There is no such thing as an ALIAS record. That’s something your DNS provider made up and shows to you in the interface, but behind the scenes they are providing the same old AAAA and A records as always, along with some sort of auto-updating feature which they will run to detect changes in the address of the name in the “ALIAS record”. How often this will update is anyone’s guess as it’s up to the DNS provider.
RFC 5321 is ambivalent of A vs. AAAA. When discussing the matter, 5321 says "A or AAAA RR". It later says about IPv6 that "The appropriate actions to be taken either will depend on local circumstances." When I re-wrote Gmail's DNS libraries about 6 years ago, I wrote it to start with AAAA and fall back to A. So if you have an MX and AAAA records for those names, you should notice all your inbound from Google comes via IPv6.

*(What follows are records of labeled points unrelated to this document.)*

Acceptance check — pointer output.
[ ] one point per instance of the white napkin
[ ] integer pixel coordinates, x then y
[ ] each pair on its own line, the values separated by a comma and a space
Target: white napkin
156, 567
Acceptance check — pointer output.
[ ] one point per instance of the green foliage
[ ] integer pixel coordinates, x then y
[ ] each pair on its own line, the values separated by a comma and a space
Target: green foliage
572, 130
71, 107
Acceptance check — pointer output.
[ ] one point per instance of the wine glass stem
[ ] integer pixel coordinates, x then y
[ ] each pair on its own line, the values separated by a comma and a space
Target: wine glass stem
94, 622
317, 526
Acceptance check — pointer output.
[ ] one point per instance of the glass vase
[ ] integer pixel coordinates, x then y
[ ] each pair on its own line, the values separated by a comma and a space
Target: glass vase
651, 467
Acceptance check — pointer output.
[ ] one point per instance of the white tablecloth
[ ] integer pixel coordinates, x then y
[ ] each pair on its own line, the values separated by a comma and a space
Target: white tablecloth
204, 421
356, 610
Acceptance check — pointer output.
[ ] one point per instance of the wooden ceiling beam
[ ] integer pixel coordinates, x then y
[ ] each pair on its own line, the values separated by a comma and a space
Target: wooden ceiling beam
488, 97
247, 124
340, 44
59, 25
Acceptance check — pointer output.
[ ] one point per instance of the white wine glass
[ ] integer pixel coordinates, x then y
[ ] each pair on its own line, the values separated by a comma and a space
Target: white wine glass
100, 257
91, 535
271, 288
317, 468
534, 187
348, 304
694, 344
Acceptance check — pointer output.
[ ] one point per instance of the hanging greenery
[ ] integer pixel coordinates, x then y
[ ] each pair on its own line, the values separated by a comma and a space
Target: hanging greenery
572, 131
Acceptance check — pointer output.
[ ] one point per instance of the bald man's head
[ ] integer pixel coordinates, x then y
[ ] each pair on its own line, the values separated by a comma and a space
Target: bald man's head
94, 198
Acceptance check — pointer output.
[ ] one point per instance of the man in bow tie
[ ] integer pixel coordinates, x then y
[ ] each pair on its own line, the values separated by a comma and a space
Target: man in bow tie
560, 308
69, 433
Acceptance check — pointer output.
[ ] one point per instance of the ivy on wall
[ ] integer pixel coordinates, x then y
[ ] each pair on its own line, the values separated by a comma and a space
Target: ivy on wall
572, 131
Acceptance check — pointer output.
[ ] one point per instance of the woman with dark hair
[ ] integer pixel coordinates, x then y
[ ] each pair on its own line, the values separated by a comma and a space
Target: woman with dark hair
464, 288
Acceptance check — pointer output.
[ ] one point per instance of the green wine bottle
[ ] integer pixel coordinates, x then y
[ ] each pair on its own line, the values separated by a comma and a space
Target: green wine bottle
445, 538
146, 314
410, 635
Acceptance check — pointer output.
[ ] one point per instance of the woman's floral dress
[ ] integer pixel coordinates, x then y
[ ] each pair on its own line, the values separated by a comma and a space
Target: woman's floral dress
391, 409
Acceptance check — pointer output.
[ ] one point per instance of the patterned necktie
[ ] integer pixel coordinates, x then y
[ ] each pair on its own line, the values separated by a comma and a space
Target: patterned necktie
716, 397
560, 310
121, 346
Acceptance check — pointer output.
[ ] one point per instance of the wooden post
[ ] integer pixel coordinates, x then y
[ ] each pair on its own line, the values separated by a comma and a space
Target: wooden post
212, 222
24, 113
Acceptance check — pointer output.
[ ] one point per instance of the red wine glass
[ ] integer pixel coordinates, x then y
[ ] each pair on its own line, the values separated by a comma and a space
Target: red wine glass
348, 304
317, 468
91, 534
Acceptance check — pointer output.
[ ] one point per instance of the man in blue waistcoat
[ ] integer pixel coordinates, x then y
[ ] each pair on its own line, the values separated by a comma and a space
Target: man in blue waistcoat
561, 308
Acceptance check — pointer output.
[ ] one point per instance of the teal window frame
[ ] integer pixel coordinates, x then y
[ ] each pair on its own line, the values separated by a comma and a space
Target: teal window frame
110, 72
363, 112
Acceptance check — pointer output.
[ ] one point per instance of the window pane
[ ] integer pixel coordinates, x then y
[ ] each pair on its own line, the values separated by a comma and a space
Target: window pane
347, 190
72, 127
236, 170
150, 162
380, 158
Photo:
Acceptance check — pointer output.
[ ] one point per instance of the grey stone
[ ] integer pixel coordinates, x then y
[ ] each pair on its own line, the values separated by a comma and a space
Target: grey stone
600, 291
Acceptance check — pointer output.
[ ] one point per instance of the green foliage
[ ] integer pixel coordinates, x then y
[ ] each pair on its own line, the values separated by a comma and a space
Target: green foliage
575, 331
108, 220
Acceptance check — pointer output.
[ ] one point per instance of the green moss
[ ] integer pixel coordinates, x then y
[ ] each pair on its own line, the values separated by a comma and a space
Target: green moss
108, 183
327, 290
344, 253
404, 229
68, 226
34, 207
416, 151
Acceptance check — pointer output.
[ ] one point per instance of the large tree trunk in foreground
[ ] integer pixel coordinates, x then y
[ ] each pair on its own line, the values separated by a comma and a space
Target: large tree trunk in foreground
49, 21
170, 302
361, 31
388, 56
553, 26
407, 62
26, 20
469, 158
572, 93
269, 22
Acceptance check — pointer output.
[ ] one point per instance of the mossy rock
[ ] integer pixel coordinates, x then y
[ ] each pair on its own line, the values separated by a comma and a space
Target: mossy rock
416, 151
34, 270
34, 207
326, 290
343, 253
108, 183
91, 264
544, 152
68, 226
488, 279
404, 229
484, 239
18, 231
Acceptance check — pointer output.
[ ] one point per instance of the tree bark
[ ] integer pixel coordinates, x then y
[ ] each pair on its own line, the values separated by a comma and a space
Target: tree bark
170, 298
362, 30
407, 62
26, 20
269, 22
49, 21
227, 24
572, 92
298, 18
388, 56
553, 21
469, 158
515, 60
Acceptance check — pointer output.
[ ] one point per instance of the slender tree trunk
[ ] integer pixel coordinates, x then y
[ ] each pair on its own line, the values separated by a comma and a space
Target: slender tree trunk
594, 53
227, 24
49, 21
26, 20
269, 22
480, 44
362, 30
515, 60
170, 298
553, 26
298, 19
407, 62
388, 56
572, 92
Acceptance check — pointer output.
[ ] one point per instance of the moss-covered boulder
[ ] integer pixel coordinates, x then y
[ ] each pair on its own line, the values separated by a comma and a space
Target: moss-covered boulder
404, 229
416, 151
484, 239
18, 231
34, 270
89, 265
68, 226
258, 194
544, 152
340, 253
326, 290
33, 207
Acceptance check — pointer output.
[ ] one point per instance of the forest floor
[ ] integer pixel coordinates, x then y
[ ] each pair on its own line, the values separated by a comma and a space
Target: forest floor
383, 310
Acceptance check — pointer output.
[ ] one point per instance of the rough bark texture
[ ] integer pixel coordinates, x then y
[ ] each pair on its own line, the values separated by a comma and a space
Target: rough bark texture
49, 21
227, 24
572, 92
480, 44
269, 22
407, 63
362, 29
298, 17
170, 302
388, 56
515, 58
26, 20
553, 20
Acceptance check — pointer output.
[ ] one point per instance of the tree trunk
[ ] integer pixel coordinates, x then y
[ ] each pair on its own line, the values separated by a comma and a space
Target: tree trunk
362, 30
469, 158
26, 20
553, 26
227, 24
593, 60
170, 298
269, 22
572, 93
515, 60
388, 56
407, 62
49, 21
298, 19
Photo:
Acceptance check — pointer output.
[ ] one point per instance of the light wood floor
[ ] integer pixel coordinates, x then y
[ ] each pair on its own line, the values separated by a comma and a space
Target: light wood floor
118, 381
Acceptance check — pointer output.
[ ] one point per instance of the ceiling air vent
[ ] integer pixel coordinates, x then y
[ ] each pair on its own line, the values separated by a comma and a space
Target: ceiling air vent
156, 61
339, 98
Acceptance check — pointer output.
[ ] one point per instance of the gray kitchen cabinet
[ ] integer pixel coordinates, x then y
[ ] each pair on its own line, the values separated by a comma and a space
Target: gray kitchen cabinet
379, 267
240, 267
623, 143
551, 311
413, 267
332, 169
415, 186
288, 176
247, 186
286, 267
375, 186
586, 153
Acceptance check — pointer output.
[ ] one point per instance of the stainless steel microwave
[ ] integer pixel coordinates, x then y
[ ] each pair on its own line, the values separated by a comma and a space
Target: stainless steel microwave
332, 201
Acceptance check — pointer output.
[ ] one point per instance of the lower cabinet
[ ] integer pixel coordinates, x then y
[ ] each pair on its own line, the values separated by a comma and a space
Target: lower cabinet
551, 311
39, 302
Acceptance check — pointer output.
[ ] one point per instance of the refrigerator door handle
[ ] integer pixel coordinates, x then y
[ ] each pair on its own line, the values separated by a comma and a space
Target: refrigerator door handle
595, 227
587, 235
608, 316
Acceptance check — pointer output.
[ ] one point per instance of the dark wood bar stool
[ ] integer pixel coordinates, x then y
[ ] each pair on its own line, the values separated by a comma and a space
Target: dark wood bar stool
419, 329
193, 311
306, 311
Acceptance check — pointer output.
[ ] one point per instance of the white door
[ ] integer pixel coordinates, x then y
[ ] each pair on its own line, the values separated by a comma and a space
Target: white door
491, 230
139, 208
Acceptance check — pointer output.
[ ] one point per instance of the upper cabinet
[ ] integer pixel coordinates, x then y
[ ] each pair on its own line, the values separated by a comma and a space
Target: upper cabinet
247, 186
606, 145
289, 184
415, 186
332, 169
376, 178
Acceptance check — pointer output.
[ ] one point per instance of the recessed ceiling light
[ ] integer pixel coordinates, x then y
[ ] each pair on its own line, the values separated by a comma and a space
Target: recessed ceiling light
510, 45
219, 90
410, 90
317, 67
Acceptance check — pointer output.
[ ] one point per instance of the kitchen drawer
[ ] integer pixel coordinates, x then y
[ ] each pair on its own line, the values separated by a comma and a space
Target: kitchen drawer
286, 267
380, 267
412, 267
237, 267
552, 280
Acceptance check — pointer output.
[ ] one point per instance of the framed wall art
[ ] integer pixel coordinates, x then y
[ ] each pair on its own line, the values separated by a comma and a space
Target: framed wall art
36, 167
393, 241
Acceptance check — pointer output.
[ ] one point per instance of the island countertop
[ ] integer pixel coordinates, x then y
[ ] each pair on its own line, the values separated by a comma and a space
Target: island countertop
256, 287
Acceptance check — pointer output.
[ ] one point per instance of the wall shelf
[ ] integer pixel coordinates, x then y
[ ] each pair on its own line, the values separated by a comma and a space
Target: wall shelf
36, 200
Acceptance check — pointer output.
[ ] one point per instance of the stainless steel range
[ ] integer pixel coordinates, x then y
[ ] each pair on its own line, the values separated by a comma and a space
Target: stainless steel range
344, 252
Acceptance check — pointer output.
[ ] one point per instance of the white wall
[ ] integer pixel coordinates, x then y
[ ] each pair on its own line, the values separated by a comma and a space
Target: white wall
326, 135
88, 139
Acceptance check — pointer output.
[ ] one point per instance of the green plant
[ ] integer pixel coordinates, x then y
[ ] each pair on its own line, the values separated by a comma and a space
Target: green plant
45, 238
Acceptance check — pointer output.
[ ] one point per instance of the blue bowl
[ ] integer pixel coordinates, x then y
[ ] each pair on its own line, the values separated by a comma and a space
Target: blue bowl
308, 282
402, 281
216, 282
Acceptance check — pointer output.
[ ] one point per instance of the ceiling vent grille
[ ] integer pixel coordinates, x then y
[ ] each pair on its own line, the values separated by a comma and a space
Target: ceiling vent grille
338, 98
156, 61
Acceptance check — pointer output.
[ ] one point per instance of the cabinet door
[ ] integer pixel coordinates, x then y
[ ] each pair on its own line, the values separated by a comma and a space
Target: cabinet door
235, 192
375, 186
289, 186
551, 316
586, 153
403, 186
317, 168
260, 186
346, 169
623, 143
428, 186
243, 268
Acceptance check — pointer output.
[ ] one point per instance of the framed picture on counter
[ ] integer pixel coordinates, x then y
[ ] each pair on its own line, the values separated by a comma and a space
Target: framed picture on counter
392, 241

In my travels there's a significant portion of the internet which is not IPv6 capable; for example the World Community Grid failed for me when trying to use pure IPv6, and they send emails about things. I'd currently not risk using an IPv6 record for my MX, I suspect a high failure rate delivering email from every service on the planet will follow.
I wake up and see the HackerNews downvote train has hit myself and you, when what you said is 100% correct; gmail-smtp-in.l.google.com is both IPv4 and IPv6.
The network I'm on right now (VPN to work) cannot service IPv6 and I cannot connect to the IPv6 IP for that MX host, but I can easily connect to the IPv4 endpoint.
To be clear, MX records are supposed to point to an A record. Pointing to a CNAME record is not legal.